Hace pocas semanas estuvo en mi casa. Nos sentamos a conversar alrededor de un “tecito” y me contó en detalles toda su historia de relaciones con el Casino de Montecarlo, que yo desconocía. Además de lo entretenido de escucharlo, se comprendía de inmediato que solo al Warren podría haberle pasado una cosa así, la de transformarse en el proveedor de la orquesta cubana del espectáculo, lo cual suponía mantener relaciones de absoluta confianza con las instituciones artísticas cubanas - que no es cosa fácil de lograr - y a la vez, la de contar con la confianza de los Gerentes del Casino más renombrado en el mundo por la rigurosidad y el buen estilo de sus shows. Me lo imagino vestido con su mejor traje, instalado en alguna mesa alejada del escenario, vigilando que todo saliera como él lo había programado y escuchando atentamente esa música que él no podía tocar, pero que no habría llegado a ese lugar sin su trabajo. Esos fueron, sin lugar a dudas, los momentos más gloriosos de su vida, momentos que lamentablemente en Chile no pudo volver a vivir. Las cosas cambiaron demasiado y siguieron un rumbo en el que el Warren ya no pudo cumplir más ese rol protagónico que había logrado tener en el pasado en el mundo del espectáculo.

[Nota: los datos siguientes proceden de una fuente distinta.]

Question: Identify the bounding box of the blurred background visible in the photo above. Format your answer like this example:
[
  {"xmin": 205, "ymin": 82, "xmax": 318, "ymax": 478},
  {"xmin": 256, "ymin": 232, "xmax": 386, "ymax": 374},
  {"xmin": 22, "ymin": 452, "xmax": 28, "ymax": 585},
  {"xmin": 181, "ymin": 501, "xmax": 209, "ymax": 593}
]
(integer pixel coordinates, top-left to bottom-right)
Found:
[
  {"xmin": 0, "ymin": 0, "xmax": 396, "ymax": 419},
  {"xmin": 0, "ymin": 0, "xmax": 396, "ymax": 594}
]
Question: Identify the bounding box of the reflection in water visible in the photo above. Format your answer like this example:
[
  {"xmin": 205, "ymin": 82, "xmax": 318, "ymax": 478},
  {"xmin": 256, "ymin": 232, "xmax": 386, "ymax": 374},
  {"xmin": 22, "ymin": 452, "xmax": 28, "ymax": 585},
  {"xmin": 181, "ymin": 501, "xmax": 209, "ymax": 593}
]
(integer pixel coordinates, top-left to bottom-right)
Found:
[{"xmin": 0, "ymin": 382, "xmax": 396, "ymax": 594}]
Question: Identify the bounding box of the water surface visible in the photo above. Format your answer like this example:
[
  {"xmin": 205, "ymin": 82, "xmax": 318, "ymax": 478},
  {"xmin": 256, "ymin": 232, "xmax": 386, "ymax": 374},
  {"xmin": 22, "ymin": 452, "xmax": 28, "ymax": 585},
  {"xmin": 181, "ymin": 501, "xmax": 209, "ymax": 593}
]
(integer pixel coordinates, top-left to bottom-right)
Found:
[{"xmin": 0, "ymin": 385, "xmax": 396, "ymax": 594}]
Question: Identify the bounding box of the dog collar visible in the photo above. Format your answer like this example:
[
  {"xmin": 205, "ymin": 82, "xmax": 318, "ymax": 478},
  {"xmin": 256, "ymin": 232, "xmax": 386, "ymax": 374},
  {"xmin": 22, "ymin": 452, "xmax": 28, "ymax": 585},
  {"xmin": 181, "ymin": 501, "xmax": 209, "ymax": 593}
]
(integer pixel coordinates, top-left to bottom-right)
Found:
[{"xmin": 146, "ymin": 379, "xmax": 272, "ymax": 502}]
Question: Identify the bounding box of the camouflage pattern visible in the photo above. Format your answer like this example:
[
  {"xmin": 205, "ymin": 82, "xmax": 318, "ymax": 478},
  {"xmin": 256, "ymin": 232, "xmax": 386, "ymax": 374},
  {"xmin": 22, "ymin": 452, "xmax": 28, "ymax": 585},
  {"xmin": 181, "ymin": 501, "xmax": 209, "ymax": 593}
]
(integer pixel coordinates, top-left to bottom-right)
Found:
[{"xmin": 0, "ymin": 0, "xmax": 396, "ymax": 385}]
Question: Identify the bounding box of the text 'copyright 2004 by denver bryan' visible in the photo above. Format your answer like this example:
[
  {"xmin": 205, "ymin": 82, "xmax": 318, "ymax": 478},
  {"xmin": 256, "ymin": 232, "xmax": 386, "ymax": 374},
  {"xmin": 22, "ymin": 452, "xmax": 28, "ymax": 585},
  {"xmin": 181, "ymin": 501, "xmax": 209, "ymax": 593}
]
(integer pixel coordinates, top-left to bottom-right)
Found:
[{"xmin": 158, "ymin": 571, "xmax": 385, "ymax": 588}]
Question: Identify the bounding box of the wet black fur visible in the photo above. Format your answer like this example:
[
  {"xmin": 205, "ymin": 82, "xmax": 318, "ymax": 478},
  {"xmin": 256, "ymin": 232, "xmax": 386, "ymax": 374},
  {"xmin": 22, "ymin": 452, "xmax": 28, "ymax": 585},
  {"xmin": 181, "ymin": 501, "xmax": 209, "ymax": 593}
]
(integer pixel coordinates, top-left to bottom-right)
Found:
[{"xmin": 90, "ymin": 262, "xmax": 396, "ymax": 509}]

Su funeral fue absolutamente original y hecho a su medida, respondiendo exactamente a lo que él hubiera querido. Dentro del cortejo, tal como a veces se ve en los funerales de Nueva Orleáns, el “Parquímetro” con su trombón y un trompetista cubano, caminaban interpretando una canción de popular solemnidad. Marchábamos todos lentamente y profundamente conmovidos con la idea imposible de que el Warren estuviera muerto y de que todos estuviéramos participando en su funeral. Llegamos finalmente al sitio donde estaba preparado todo para su despedida y donde se encontraba la mayor parte de la gente. Y ahí tuvo lugar algo emocionante; varios artistas se hicieron presentes: los Intis, Manuel García, unos percusionistas cubanos, Juan Carvajal, Tati Penna, todos presentados por Miguel Davagnino. Se cantó, se hicieron recuerdos, y hasta se bailó un tango junto al ataúd. Todos pasamos de la alegría a la pena, de la risa a las lágrimas, en una ceremonia que a veces era fiesta y a veces funeral. Las palabras de Consuelo, su mujer y de Fernando, uno de sus hijos, fueron desgarradores testimonios de dolor, pero también de intenso e imborrable amor. Porque así como nosotros lo quisimos como amigo, su mujer y sus hijos lo quisieron como esposo y como padre y eso sí que genera lazos definitivos. Su familia fue ejemplar, la buena onda del Warren lo hizo un esposo amante, fiel y lleno de devoción hacia sus hijos a quienes quiso más que a nadie.

Algunos que creen en la otra vida se consolarán diciéndose que el Warren estará ahora organizando conciertos o contándole historias de los vivos a Víctor, al Willy, a la Maju, a la Rayén, a Lucho y a Sergio, que se fueron antes que él. Yo creo que en este caso no es necesario recurrir a este tipo de consuelos, porque Raúl fue un hombre feliz, porque su vida fue plena y porque cuando se tiene una vida plena no se necesitan otras para justificarla. No conozco a nadie que se haya definido como enemigo suyo, o que se haya sentido pasado a llevar por él, o que tenga un reproche que hacerle. Nadie. Fue intensamente amado por su mujer y por sus hijos y fue también querido y respetado por sus amigos. Si el Warren se ha muerto, es en realidad porque a todos nos pasará lo mismo y porque la muerte no tiene contemplaciones con los seres humanos. A ella no le importa cómo fue el que se lleva; simplemente se lo lleva, porque ese es el destino final de todo ser humano. Hay que llorarlo, hay que sentirlo y hay que volver de nuevo la mirada hacia los que se quedan vivos, porque eso es lo que él nos hubiera pedido y lo que a nosotros nos corresponde hacer. Los que lo conocimos, lamentamos fuertemente su pérdida y los que no lo conocieron se perdieron la presencia de alguien que hubiera pasado por sus vidas, tal vez fugazmente, tal vez durante años, dejando un dejo de alegría que solo los hombres buenos pueden dejar. No fue egoísta ni indiferente, solo amó a la música y a los artistas y les consagró su vida y su alma de niño, iluminando con su luz tenue, pero definitiva, nuestra vida y nuestro corazón.